それはこの技の反動。俺の腕をぬらす血はイワンのものだけではない。皮膚が裂けて、血が次々にあふれる。動かしにくいこの感じ、骨も逝ってるかもしれない。
「クリストフ!」
思わず崩れ落ちた俺の耳に届いたのは、アドルフの焦った声。
俺を呼ぶ声に振り向けば……
「お前、もしかして……『そう』なのか?」
眼前。
顔と顔が引っ付きそうなほどの近距離に、イザークが立っていた。赤髪が視界に揺れる。イザークの二つの瞳は真っ直ぐに俺の瞳を捕らえている。
咄嗟の出来事に、硬直する俺にイザークは、
「……また会おうや、兄弟」
それだけ言って、風のように立ち去っていった。
この場の誰もがイザークの突然の戦意喪失に面食らう。
……だが、去ってくれるなら追う理由もない。
腰の抜けていた俺はゆっくりと、視線を動かしてクリスタを捕らえる。
恐怖のせいからか、気絶しているクリスタの体を左手一本で支えてやる。
助けることが出来て……本当に良かった……
ゴチン、と割と痛い感じに頭を殴られ振り向くと、そこには複雑な表情を浮かべたアドルフがいた。

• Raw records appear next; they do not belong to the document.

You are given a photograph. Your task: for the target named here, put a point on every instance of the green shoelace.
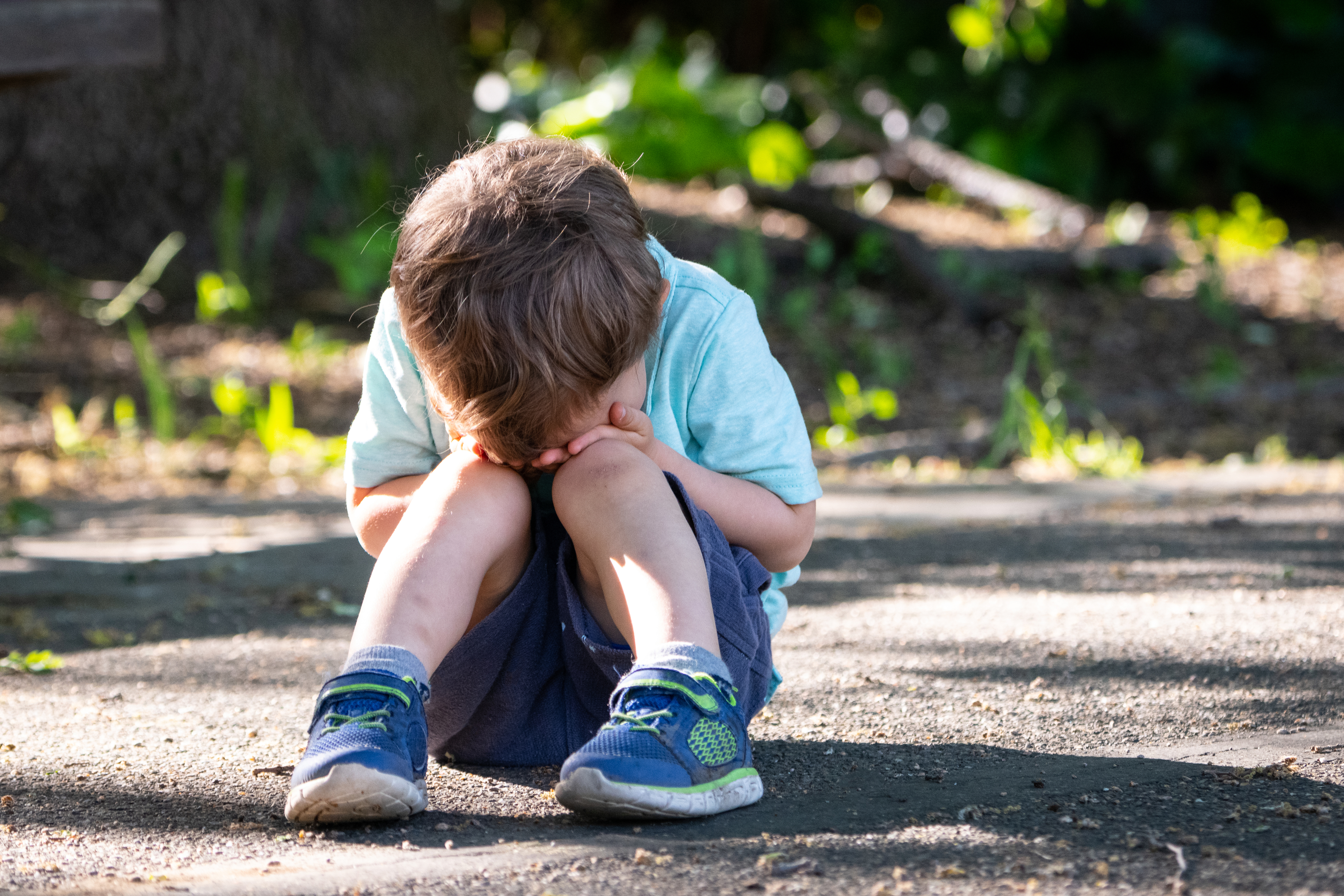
(369, 721)
(638, 721)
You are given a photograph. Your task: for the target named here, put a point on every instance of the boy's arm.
(749, 515)
(376, 512)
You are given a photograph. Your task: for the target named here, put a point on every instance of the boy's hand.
(628, 425)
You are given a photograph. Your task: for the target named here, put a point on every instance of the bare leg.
(455, 557)
(642, 573)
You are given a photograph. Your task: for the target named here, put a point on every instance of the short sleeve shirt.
(716, 394)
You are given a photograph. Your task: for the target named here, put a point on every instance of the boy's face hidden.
(630, 390)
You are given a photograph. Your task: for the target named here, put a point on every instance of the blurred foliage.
(1036, 424)
(163, 408)
(849, 405)
(241, 289)
(1170, 104)
(33, 663)
(22, 516)
(1247, 231)
(272, 422)
(353, 225)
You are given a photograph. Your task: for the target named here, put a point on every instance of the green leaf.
(34, 663)
(972, 27)
(230, 395)
(884, 403)
(778, 155)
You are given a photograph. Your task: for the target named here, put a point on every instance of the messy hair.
(525, 288)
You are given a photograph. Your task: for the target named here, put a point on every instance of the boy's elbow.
(795, 547)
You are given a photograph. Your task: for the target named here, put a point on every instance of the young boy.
(583, 574)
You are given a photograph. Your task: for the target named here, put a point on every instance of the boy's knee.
(489, 487)
(605, 468)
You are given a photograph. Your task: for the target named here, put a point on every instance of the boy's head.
(526, 289)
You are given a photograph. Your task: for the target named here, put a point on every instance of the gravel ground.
(1005, 707)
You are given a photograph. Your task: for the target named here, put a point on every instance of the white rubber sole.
(355, 793)
(588, 791)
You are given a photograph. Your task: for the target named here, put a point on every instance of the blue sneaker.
(677, 748)
(366, 753)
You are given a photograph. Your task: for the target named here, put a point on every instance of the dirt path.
(1054, 692)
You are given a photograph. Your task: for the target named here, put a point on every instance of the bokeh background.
(1005, 238)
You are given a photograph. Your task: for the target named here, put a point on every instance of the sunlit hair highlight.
(525, 288)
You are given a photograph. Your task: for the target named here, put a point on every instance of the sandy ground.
(1072, 690)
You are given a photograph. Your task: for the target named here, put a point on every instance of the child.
(630, 463)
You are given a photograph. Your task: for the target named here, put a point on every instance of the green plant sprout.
(33, 663)
(1038, 425)
(244, 281)
(163, 410)
(310, 346)
(362, 237)
(22, 516)
(850, 403)
(274, 425)
(65, 430)
(661, 111)
(1248, 231)
(124, 417)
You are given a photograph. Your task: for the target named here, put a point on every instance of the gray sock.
(685, 657)
(390, 660)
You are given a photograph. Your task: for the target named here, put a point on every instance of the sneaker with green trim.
(675, 748)
(368, 753)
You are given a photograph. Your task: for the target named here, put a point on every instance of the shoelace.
(638, 721)
(368, 721)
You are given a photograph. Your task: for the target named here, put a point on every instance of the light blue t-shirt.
(716, 395)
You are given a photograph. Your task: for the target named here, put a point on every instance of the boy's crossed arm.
(749, 515)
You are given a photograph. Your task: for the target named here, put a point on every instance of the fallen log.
(958, 274)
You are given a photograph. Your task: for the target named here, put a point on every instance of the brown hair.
(525, 288)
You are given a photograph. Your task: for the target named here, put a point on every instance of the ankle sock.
(389, 660)
(685, 657)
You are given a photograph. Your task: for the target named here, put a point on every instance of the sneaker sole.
(591, 792)
(355, 793)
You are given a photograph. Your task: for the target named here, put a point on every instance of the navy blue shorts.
(530, 684)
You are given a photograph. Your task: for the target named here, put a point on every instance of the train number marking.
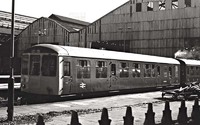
(82, 85)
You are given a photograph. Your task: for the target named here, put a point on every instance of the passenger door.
(67, 76)
(113, 78)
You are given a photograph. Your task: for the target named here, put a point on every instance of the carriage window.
(188, 70)
(176, 71)
(165, 71)
(35, 65)
(197, 71)
(49, 65)
(158, 70)
(191, 70)
(153, 70)
(136, 70)
(25, 65)
(147, 70)
(66, 68)
(124, 70)
(170, 72)
(101, 69)
(83, 69)
(113, 69)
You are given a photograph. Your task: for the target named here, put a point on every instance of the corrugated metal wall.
(157, 31)
(43, 30)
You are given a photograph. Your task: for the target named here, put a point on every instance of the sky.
(85, 10)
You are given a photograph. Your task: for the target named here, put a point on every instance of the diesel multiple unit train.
(54, 70)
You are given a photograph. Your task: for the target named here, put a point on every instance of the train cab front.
(39, 74)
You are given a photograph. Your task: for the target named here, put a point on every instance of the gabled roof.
(105, 54)
(69, 20)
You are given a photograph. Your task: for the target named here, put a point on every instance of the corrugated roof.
(104, 54)
(66, 19)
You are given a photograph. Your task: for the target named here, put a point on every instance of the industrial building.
(154, 27)
(21, 22)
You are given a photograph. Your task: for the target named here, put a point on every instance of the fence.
(182, 118)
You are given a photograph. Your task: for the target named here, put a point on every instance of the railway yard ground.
(90, 110)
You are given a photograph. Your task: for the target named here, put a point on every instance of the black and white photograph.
(107, 62)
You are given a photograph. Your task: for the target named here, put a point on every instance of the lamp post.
(11, 79)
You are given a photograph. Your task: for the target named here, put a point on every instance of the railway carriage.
(62, 70)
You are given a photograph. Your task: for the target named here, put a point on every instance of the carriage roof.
(191, 62)
(105, 54)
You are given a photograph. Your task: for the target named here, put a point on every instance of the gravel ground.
(89, 110)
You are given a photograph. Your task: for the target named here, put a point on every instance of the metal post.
(11, 79)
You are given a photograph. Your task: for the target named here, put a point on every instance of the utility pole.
(11, 79)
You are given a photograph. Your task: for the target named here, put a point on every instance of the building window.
(162, 5)
(35, 65)
(150, 6)
(113, 69)
(153, 72)
(174, 4)
(83, 69)
(158, 70)
(48, 65)
(66, 68)
(147, 70)
(136, 70)
(170, 72)
(165, 73)
(176, 71)
(188, 3)
(124, 70)
(101, 69)
(138, 7)
(25, 64)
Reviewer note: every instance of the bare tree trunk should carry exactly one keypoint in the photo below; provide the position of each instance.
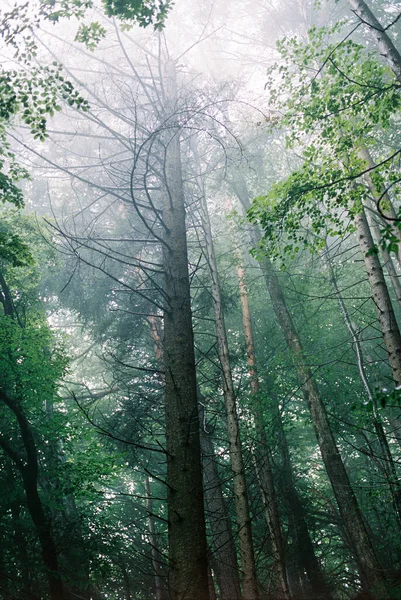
(262, 451)
(249, 583)
(159, 588)
(389, 465)
(371, 573)
(188, 577)
(306, 561)
(385, 313)
(384, 43)
(225, 556)
(387, 261)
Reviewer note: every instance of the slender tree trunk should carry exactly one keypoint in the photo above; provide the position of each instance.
(262, 451)
(389, 465)
(188, 578)
(370, 570)
(385, 313)
(305, 546)
(249, 583)
(386, 47)
(159, 588)
(225, 556)
(306, 561)
(387, 261)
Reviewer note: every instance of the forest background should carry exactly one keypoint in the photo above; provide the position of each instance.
(200, 349)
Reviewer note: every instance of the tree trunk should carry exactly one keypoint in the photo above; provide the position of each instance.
(159, 588)
(305, 557)
(389, 465)
(384, 43)
(262, 451)
(188, 578)
(249, 583)
(371, 574)
(385, 313)
(225, 556)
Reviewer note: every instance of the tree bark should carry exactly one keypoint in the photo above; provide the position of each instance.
(225, 557)
(249, 582)
(389, 467)
(305, 557)
(262, 451)
(371, 573)
(385, 313)
(159, 588)
(188, 577)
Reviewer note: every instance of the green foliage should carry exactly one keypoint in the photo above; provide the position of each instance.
(144, 12)
(90, 35)
(334, 98)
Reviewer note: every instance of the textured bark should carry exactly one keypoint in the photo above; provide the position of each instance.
(370, 571)
(305, 558)
(188, 577)
(262, 451)
(249, 583)
(384, 43)
(225, 557)
(387, 262)
(385, 313)
(159, 587)
(389, 467)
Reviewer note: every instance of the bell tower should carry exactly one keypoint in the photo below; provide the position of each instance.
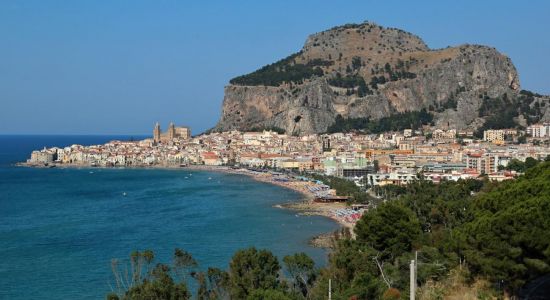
(171, 131)
(156, 133)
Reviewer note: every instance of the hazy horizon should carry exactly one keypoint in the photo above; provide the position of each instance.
(116, 68)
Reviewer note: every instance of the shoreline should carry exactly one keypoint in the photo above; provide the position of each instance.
(303, 206)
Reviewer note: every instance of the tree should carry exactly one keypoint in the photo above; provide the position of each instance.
(252, 269)
(389, 229)
(301, 269)
(183, 263)
(507, 242)
(268, 295)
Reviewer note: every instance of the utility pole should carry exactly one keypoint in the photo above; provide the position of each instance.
(330, 289)
(415, 269)
(413, 276)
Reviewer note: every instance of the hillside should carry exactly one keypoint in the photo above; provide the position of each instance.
(368, 71)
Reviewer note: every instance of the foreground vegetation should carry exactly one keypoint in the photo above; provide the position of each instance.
(493, 236)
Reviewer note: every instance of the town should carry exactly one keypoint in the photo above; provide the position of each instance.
(374, 160)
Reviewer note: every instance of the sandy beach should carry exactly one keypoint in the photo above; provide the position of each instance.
(339, 212)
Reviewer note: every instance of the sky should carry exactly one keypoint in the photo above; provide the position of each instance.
(117, 67)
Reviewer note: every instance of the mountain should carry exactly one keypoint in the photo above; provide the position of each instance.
(370, 72)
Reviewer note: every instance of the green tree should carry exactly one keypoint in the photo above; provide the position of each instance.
(302, 271)
(268, 295)
(252, 269)
(390, 229)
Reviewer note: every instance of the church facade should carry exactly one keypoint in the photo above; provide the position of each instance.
(173, 133)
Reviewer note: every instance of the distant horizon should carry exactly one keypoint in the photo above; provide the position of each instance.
(75, 68)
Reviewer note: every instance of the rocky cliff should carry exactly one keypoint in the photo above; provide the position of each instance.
(368, 71)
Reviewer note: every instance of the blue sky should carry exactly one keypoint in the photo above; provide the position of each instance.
(117, 67)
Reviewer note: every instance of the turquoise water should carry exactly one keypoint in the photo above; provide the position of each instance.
(60, 228)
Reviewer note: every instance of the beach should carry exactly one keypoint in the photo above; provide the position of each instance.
(337, 211)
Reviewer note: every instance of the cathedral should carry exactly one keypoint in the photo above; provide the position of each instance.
(173, 132)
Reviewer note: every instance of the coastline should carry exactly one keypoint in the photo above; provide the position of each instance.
(304, 205)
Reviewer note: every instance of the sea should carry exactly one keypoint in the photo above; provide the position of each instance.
(60, 228)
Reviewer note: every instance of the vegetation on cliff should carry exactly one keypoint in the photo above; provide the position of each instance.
(283, 71)
(396, 122)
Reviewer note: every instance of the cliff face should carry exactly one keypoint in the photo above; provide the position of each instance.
(368, 71)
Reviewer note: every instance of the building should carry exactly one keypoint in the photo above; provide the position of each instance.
(173, 133)
(539, 130)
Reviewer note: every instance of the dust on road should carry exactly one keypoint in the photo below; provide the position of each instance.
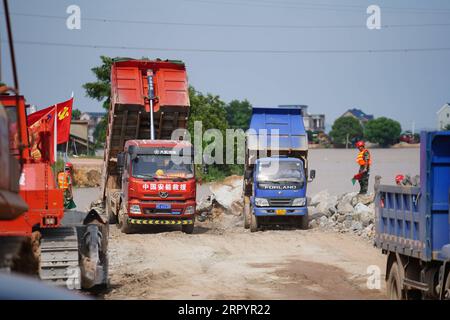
(231, 263)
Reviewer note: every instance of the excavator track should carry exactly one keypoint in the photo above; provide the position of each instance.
(60, 261)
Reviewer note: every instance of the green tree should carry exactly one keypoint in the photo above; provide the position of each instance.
(100, 133)
(239, 114)
(100, 90)
(76, 114)
(346, 129)
(383, 131)
(211, 111)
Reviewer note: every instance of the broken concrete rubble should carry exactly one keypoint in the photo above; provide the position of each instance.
(347, 213)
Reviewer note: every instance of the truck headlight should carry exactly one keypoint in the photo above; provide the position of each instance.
(189, 210)
(261, 202)
(299, 202)
(135, 209)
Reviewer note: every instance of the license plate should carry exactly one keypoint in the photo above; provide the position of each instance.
(163, 206)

「この、バカ息子が……俺の言うことなんて一つも聞きやがらねえ」
「ご、ごめん……」
いつものアドルフと違う、荒々しい口調に思わず謝ってしまう。
それからアドルフは、ガバッ──俺の体を思い切り抱きしめる。
「無事で、良かった……ッ!」
潤んだ瞳でそう語るアドルフに、俺も感極まって涙がこぼれてくる。
「……ごめん、なさい」
今度は心の底から、その言葉を口にする。
お互いの無事を喜び、静かに涙をかわす親子の姿がそこにはあった。
その輪の中に、ふらふらと近寄り、加わろうとする人影が一つ。
「クリストフぅぅぅぅ! もう、いきなり駆けていって……心配かけないでよぉぉぉぉぉ……ッ!」
ぼろぼろと涙を溢しながら近寄るサラを……
「あ! 『駆けないで』と心配『かけないで』が、『かけてある』……なんちゃって!」
「「マジで台無しだから、黙ってて母さん(サラ)!!」」
俺とアドルフは、揃って蹴飛ばすのであったとさ。
こうして山賊騒ぎは、いくらかの犠牲者を出しながらも収束していった。
何人かの『取り逃がし』を除いて。そしてその中には、「赤髪のイザーク」の名前も含まれていた。
あの少年の残した言葉を反芻する。
またいつか会うことになる。
そんな不思議な確信を、俺は抱いていた。